Una recesión más profunda que la esperada, el dólar sin un techo en el corto plazo y una inflación que aún no logra domar el Banco Central ya están afectando las proyecciones de crecimiento del 2019. La posibilidad de que el 2018 fuera el año en el que se rompía la dinámica de serrucho, con años impares y electorales creciendo, y años pares cayendo, una idea con la que el Gobierno se ilusionó, ya está perdida. El derrumbe del PBI en junio que se conoció la semana pasada, y ya da una caída de 0,6% para el acumulado del primer semestre, eliminó esa chance. Ahora la ilusión oficial se redujo a lograr mantener el famoso serrucho durante el 2019. Pero entre analistas la cuestión está cada vez más discutida: crece la duda acerca de que eso vaya a ocurrir.

De hecho, tras la publicación del dato del PBI de junio, algunos modificaron sus proyecciones 2019 para mal. Fue el caso del director del CESO, Andrés Asiaín, quien cambió desde una caída de 1,5% a una de 2,5%. Al respecto, explicó: "Lo revisamos a la baja porque la caída de la actividad viene más abrupta de lo que predecíamos". También fue el de ACM, que bajó desde un crecimiento de 1,4% a uno de apenas el 0,6%.

Otros ya venían revisando en los días previos, por la propia crisis cambiaria y la incertidumbre acerca de su estabilización. Ahí se anotó el director de FyE Consult, Hernán Hirsch, que ahora prevé una mejora del PBI de 0,6% en 2019 y explicó: "Vengo revisando hacia abajo. El programa con el FMI no está funcionando, el riesgo país se mantiene en niveles elevados y eso hace que la restricción financiera que enfrenta el país se torne aun más severa y se prolongue".

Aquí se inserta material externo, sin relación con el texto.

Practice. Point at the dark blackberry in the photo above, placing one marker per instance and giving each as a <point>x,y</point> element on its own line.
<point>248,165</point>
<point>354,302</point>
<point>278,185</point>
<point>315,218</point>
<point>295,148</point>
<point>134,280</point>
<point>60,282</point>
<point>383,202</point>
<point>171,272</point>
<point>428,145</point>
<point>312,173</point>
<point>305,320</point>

Y es que si no vuelven a ingresar dólares que apuntalen por el lado de la oferta de divisas, ayudando a compensar una demanda que este año está convirtiendo a la fuga y el rojo de la cuenta corriente en récord histórico, nuevas devaluaciones podrían seguir generando inflación, afectando al salario real, al consumo y a la inversión, que además sufre por una tasa de interés demasiado alta (que para colmo ahora recibe nuevas presiones, ante la nueva depreciación que el tipo de cambio registró la semana pasada).

A ese problema, que genera incertidumbre, se le suma otro que también se desprende de la crisis cambiaria y la necesidad que la zozobra generó, en el Gobierno, de ir a financiarse con el FMI. Algunos analistas consideran que el 2019 será un año atípico para ser eleccionario: por primera vez desde que se inauguró el serrucho, la capacidad de meter tirón de demanda vía obra pública dependerá del permiso del FMI. Lo explicó Guido Lorenzo, de ACM: "Sí, va a ser un año electoral atípico porque el gasto público no va a estar ayudando. Nos van a estar auditando. Vamos a depender de los permisos que nos pueda conceder el Fondo".

Ahora la pregunta es de cara al 2019. El ministro de Hacienda, Nicolás Dujovne, previó hace unos días una sólida expansión punta a punta para el año que viene. El director de Eco Go, Federico Furiase, trabaja con dos escenarios: uno optimista en el que se restablece la confianza y vuelven a ingresar dólares, con un crecimiento de 1,5% gracias a las exportaciones del agro y la apreciación cambiaria. Y otro escenario más pesimista, que en los últimos días fue ganando terreno, donde los dólares no ingresan y se sigue devaluando, con una caída del PBI que podría llegar al 3% en 2019. "Más allá de estos escenarios de simulación, en 2019 no hay drivers nítidos de crecimiento más allá de la recuperación de las exportaciones por la normalización de la cosecha", explicó Furiase.

El director de Consultora Ledesma, Gabriel Caamaño Gómez, suscribe con el escenario optimista de Furiase y prevé un crecimiento de 1,7% en 2019. Pero aclara: "Para eso tenes que estabilizar la macro y eso todavía no se hizo. No es poca cosa. Pero con eso y la cosecha recuperando, alcanza para que dé positivo". Faltan 18 meses para saber si el Gobierno logra mantener el efecto serrucho. Chances hay, pero parecen ser cada vez menores.